Salcedo came from the Dominican Republic as a boy, Chang as a Vietnam refugee in 1975. They say helping elevate Puerto Rico to a fuller manufacturing potential is their idea of living the American dream and spreading it.
Salcedo: So this is an immigrant story also, and the story of America, right?
Sharyl: Okay, so along those lines, if you were still living in Vietnam and you were still living in the Dominican Republic, what would stop you from doing this there?
Chang: There's no opportunity. I mean, we wouldn't have the opportunity to create a company like this.

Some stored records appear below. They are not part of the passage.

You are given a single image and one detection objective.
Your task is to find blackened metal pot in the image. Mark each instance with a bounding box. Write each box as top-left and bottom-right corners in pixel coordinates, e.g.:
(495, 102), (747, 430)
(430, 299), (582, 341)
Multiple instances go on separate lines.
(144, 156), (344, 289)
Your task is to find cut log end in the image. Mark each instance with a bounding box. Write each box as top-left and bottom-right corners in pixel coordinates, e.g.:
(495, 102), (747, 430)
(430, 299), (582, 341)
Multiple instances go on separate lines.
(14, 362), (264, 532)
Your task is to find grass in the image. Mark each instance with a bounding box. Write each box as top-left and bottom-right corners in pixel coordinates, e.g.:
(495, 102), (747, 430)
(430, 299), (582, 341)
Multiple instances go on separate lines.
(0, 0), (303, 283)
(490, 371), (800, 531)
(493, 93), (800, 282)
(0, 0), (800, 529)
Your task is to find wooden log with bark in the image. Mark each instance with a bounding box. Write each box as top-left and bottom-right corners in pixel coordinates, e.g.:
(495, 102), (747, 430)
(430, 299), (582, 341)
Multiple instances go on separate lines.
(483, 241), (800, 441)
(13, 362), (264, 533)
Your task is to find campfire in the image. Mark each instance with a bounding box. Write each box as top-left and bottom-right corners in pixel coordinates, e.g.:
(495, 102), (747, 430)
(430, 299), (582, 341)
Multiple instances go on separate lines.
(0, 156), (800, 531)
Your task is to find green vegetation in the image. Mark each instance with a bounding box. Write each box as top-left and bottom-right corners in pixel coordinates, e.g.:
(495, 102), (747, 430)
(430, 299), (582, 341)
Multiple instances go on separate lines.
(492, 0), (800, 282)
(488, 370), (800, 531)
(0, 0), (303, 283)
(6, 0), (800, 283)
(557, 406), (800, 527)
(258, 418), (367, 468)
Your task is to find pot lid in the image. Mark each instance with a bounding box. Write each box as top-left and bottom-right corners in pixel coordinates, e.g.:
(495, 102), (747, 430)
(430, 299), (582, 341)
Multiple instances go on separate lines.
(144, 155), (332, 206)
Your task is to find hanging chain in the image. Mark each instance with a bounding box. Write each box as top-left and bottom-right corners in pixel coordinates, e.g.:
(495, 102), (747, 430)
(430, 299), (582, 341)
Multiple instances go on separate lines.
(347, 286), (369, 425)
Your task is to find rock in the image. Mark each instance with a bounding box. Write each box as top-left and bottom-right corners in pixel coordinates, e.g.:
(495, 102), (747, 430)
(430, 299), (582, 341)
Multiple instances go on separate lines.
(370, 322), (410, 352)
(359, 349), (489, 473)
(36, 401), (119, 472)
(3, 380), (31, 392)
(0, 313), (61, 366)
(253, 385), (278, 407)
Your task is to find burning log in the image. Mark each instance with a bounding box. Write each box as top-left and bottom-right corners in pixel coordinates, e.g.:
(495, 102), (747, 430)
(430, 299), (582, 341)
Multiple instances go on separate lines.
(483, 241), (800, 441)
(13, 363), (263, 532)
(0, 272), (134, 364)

Salcedo: So if you go to the third world countries and Caribbean countries, they have a stratification and you’re stratified into layers, right? So if you're born in a poor stratification, you're likely going to stay there. If you were born rich, you'll get richer and richer. I was part of the lower part. There was absolutely no way I would be able to do what I do if I stayed in those places. Only with the opportunity of education that comes with America and hard work and perseverance also helps, we're able to do what we do.
Sharyl: Do you feel like these ventures will help pull Puerto Rico out of its economic crisis?
Salcedo: Well, we're hoping we're going to be a piece of that ripple, right? So we're throwing our first big rock into the ocean and hoping that that ripple effect continues to go. And that is the transformation that we're hoping to not only help ourselves, but help Puerto Rico terminate or complete.
Sharyl (on-camera): After the Covid pandemic broke out, both Presidents Trump and Biden have taken steps to try to reduce U.S. dependence on foreign medicine.